I ended up having to leave college because of problems with home nursing care, and eventually I began to outlive my family’s ability to take care of me, and ended up relocating to New York City in August, 2008. Because of difficulties getting home care approved and started, home nursing agencies that are dysfunctional and cruel, and relentless ablism faced by me and my partner Alejandra, my first 378 days in New York were spent in a city rehab hospital. It was my first stent in a facility, and I learned a lot about the system that keeps unnecessary institutionalization going and told the world in The First Video Blog Series From Inside An Institution In History. Make especially sure to watch my videos What Life In An Institution Is Really Like, And Why This Entire Model Should Be Replaced and Too Many Setbacks To Count (about the barriers and delays to getting home, with music).
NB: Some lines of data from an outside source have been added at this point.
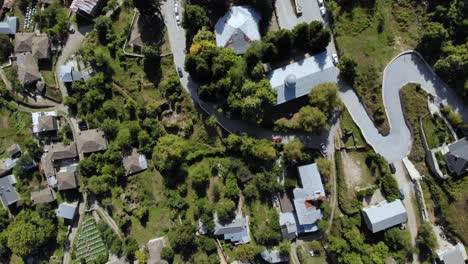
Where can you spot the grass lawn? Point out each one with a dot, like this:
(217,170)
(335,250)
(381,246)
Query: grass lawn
(14,128)
(347,124)
(372,36)
(437,133)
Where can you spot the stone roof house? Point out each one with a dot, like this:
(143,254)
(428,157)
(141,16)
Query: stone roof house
(134,162)
(457,157)
(8,194)
(92,140)
(237,231)
(384,215)
(43,196)
(67,180)
(238,28)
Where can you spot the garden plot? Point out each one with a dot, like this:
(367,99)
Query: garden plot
(89,242)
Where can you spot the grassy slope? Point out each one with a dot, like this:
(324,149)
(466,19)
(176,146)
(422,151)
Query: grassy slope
(358,36)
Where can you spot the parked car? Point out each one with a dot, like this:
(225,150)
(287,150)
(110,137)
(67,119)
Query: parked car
(323,11)
(392,168)
(276,139)
(180,72)
(335,58)
(323,148)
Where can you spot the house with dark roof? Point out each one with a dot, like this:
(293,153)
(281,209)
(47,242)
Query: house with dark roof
(457,157)
(86,8)
(67,211)
(238,28)
(9,26)
(134,162)
(67,180)
(237,231)
(8,194)
(454,255)
(92,140)
(59,152)
(384,215)
(14,150)
(43,196)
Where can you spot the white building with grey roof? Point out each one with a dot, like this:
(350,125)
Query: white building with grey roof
(385,215)
(298,79)
(237,231)
(238,28)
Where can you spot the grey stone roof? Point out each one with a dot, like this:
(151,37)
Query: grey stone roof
(40,47)
(385,215)
(67,180)
(91,140)
(134,162)
(8,194)
(28,71)
(238,28)
(60,151)
(46,195)
(23,42)
(47,123)
(298,79)
(237,230)
(457,157)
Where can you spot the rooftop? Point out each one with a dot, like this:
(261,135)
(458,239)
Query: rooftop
(238,28)
(298,79)
(385,215)
(134,162)
(92,140)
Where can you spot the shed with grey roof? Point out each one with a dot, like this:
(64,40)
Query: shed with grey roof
(384,215)
(457,157)
(298,79)
(238,28)
(9,25)
(67,210)
(454,255)
(236,231)
(8,194)
(134,162)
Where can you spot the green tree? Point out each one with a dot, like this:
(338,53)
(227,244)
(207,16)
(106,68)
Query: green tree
(293,152)
(311,119)
(225,209)
(347,68)
(28,232)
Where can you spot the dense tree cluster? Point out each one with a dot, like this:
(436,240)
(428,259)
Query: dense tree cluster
(443,41)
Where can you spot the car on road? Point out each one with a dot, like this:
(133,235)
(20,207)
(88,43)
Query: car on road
(276,139)
(335,58)
(180,72)
(392,168)
(323,11)
(323,148)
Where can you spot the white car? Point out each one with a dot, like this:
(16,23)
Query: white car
(323,10)
(335,58)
Because Alejandra and I love each other, we made the decision to spend our lives together, as many people with and without disabilities do. However, most people with disabilities living in the U.S. run into the so-called “marriage penalty” if they receive federal Social Security benefits, which are reduced by one-third if two recipients marry. Choosing to declare our commitment to each other despite this policy, we held a commitment ceremony in Central Park on June 6, 2010. It was also an opportunity for others in the community to learn about and share their experiences with this injustice.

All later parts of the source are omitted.